Nesse contexto, a iniciativa representa uma virada no processo de reorganização da Eagle. A Ares, principal financiadora da estrutura, avaliou que houve deterioração relevante nas condições pactuadas. Por isso, optou por assumir diretamente o controle, afastando Textor da gestão operacional da companhia. Ainda assim, a medida não envolve, neste momento, a venda de ativos esportivos nem decisões sobre clubes específicos.
Estrutura da SAF do Botafogo permanece protegida
Apesar da mudança no topo da holding, a situação do Botafogo segue juridicamente separada. A Eagle continua como controladora da SAF alvinegra. Entretanto, a substituição do comando na empresa internacional não produz efeitos automáticos sobre a gestão do clube. Isso ocorre porque a administração da SAF está amparada por decisão liminar do Tribunal de Justiça do Rio de Janeiro, que preserva a atual composição do conselho e o modelo de governança.

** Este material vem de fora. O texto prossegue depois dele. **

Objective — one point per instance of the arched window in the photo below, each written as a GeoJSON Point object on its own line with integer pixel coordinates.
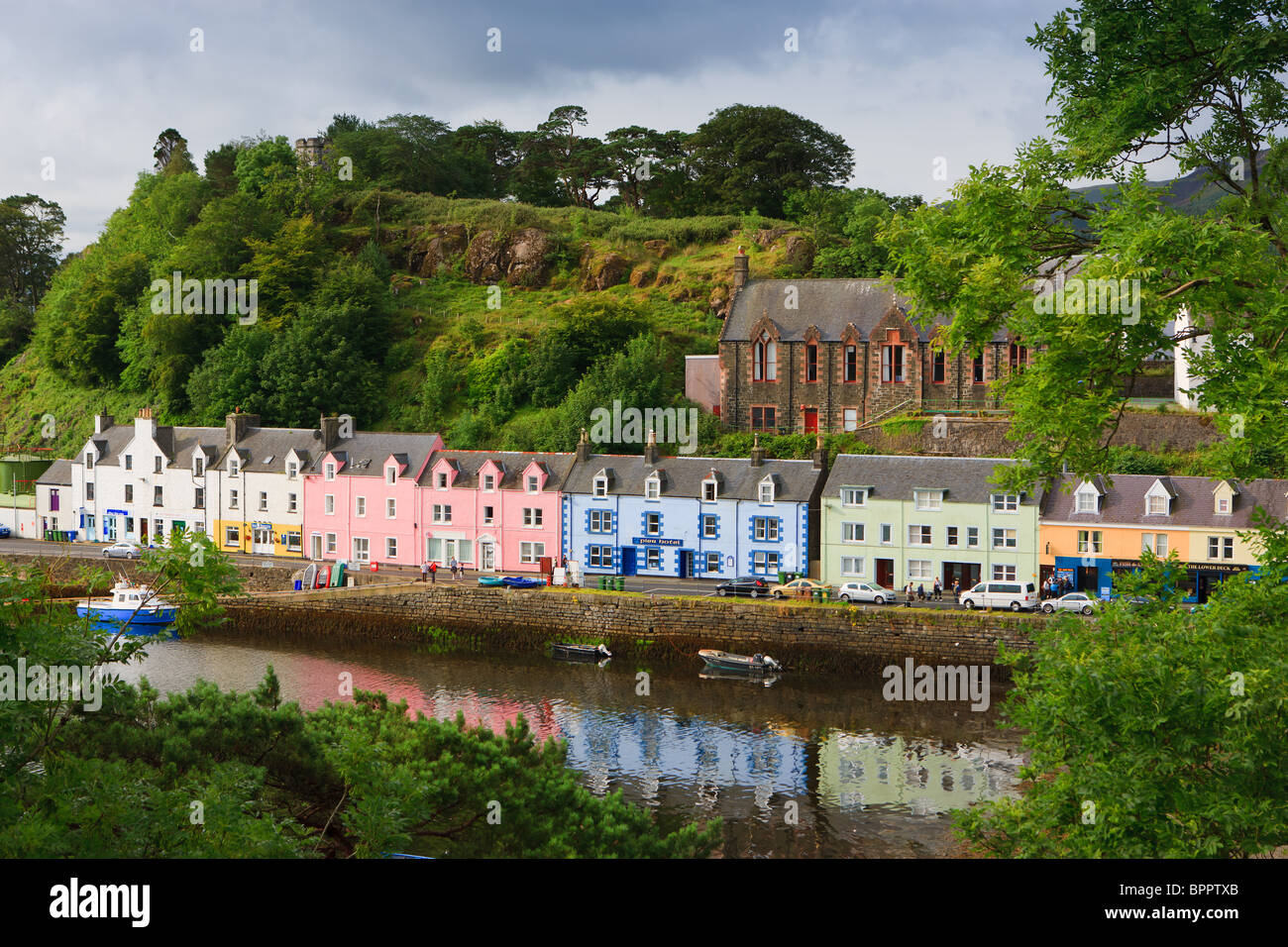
{"type": "Point", "coordinates": [765, 360]}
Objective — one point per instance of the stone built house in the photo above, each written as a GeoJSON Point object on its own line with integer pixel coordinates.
{"type": "Point", "coordinates": [804, 356]}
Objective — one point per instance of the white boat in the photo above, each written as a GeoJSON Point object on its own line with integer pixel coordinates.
{"type": "Point", "coordinates": [137, 604]}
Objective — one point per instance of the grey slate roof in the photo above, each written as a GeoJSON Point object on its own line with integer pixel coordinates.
{"type": "Point", "coordinates": [794, 479]}
{"type": "Point", "coordinates": [365, 453]}
{"type": "Point", "coordinates": [469, 463]}
{"type": "Point", "coordinates": [1193, 502]}
{"type": "Point", "coordinates": [58, 474]}
{"type": "Point", "coordinates": [259, 445]}
{"type": "Point", "coordinates": [825, 304]}
{"type": "Point", "coordinates": [964, 479]}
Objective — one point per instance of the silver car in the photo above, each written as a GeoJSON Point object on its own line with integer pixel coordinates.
{"type": "Point", "coordinates": [866, 591]}
{"type": "Point", "coordinates": [1073, 602]}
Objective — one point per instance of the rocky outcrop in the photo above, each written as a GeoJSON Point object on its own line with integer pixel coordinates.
{"type": "Point", "coordinates": [430, 250]}
{"type": "Point", "coordinates": [519, 260]}
{"type": "Point", "coordinates": [604, 272]}
{"type": "Point", "coordinates": [643, 275]}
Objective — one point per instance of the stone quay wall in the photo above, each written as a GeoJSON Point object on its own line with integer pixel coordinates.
{"type": "Point", "coordinates": [651, 628]}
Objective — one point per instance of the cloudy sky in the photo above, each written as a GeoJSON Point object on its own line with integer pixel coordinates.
{"type": "Point", "coordinates": [906, 81]}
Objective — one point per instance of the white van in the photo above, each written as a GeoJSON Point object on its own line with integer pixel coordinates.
{"type": "Point", "coordinates": [1014, 595]}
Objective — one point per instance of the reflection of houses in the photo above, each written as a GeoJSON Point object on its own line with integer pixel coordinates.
{"type": "Point", "coordinates": [892, 771]}
{"type": "Point", "coordinates": [828, 355]}
{"type": "Point", "coordinates": [893, 519]}
{"type": "Point", "coordinates": [1090, 531]}
{"type": "Point", "coordinates": [492, 512]}
{"type": "Point", "coordinates": [706, 517]}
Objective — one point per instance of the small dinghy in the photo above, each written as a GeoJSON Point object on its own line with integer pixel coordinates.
{"type": "Point", "coordinates": [724, 661]}
{"type": "Point", "coordinates": [580, 652]}
{"type": "Point", "coordinates": [522, 582]}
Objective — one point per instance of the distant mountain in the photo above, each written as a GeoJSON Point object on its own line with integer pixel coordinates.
{"type": "Point", "coordinates": [1194, 193]}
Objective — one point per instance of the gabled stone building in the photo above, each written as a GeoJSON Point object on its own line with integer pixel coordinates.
{"type": "Point", "coordinates": [803, 356]}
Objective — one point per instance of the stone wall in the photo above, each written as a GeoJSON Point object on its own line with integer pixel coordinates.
{"type": "Point", "coordinates": [649, 628]}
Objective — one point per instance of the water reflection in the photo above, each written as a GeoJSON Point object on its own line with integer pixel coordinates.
{"type": "Point", "coordinates": [858, 775]}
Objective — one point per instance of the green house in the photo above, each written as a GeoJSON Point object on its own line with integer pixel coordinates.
{"type": "Point", "coordinates": [898, 519]}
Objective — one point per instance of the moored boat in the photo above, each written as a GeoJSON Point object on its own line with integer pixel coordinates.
{"type": "Point", "coordinates": [724, 661]}
{"type": "Point", "coordinates": [520, 582]}
{"type": "Point", "coordinates": [137, 604]}
{"type": "Point", "coordinates": [580, 652]}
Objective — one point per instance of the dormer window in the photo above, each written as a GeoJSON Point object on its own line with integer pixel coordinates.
{"type": "Point", "coordinates": [764, 360]}
{"type": "Point", "coordinates": [653, 487]}
{"type": "Point", "coordinates": [767, 489]}
{"type": "Point", "coordinates": [927, 499]}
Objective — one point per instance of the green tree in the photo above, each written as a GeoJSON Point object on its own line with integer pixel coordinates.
{"type": "Point", "coordinates": [747, 158]}
{"type": "Point", "coordinates": [1199, 82]}
{"type": "Point", "coordinates": [1153, 732]}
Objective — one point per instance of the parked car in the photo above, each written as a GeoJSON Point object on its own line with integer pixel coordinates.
{"type": "Point", "coordinates": [866, 591]}
{"type": "Point", "coordinates": [121, 551]}
{"type": "Point", "coordinates": [799, 587]}
{"type": "Point", "coordinates": [743, 585]}
{"type": "Point", "coordinates": [1073, 602]}
{"type": "Point", "coordinates": [1014, 595]}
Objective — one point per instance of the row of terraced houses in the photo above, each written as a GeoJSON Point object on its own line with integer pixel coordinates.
{"type": "Point", "coordinates": [331, 493]}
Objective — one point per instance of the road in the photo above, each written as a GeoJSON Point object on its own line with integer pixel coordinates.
{"type": "Point", "coordinates": [640, 583]}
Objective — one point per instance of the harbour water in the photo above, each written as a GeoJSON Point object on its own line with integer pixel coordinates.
{"type": "Point", "coordinates": [809, 766]}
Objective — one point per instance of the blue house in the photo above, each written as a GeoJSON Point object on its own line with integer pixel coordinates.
{"type": "Point", "coordinates": [691, 517]}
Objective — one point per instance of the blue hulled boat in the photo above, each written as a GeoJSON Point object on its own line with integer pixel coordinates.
{"type": "Point", "coordinates": [146, 612]}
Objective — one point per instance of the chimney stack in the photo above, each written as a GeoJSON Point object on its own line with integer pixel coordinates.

Dessa forma, qualquer alteração no controle efetivo do Botafogo depende de deliberação interna do próprio conselho da SAF ou da queda dessa proteção judicial. Por enquanto, portanto, John Textor permanece formalmente à frente da operação no Brasil, mesmo com a perda de influência sobre a holding que reúne seus investimentos globais.
Estopim foi disputa interna por governança
Segundo apurações, o movimento da Ares ganhou força após uma reorganização promovida por Textor, que afastou integrantes independentes da estrutura de governança da Eagle. A decisão foi interpretada como sinal de risco institucional. Diante disso, os credores entenderam que as salvaguardas contratuais deveriam ser acionadas para proteger o capital investido.
Antes dessa etapa, o fundo havia concedido sucessivas flexibilizações, permitindo que o grupo tentasse reorganizar dívidas e fluxos de caixa. No entanto, com o avanço das tensões internas e a ausência de um plano definitivo para equalizar o endividamento, a Ares optou por exercer seus direitos e assumir o comando da companhia.
Impactos indiretos e incertezas financeiras
Embora a disputa se concentre na relação entre credor e devedor, o novo cenário amplia a atenção sobre os reflexos indiretos no Botafogo. Isso porque Textor vinha anunciando a realização de um aporte emergencial na SAF, estruturado como empréstimo com juros elevados e garantias vinculadas a ativos esportivos. A operação, segundo ele, teria aval do conselho da Eagle.
Com a Ares passando a controlar a holding, cresce a incerteza sobre a efetivação desse aporte, tanto em relação ao prazo quanto às condições. Caso a injeção de recursos não ocorra nos moldes previstos, o clube pode enfrentar limitações adicionais de caixa, o que afetaria o cumprimento de obrigações, a liberação de registros e o planejamento no mercado.
Textor contesta e tenta reverter cenário
Em manifestação recente, John Textor afirmou que ainda se considera no controle da Eagle e que trabalha para reverter as iniciativas dos credores. Ao mesmo tempo, reiterou a intenção de realizar o aporte no Botafogo, com o argumento de blindar a SAF dos efeitos da crise internacional.
Enquanto isso, a Ares trata a assunção do comando como etapa necessária para preservar o crédito e conduzir uma reorganização sob nova gestão. Assim, o processo segue em curso no campo societário, com desdobramentos que ainda dependem de decisões judiciais e negociações entre as partes.
Diante desse quadro, o Botafogo permanece institucionalmente estável no curto prazo, mas inserido em um ambiente de incerteza financeira mais amplo, que acompanha a reconfiguração do grupo que o controla.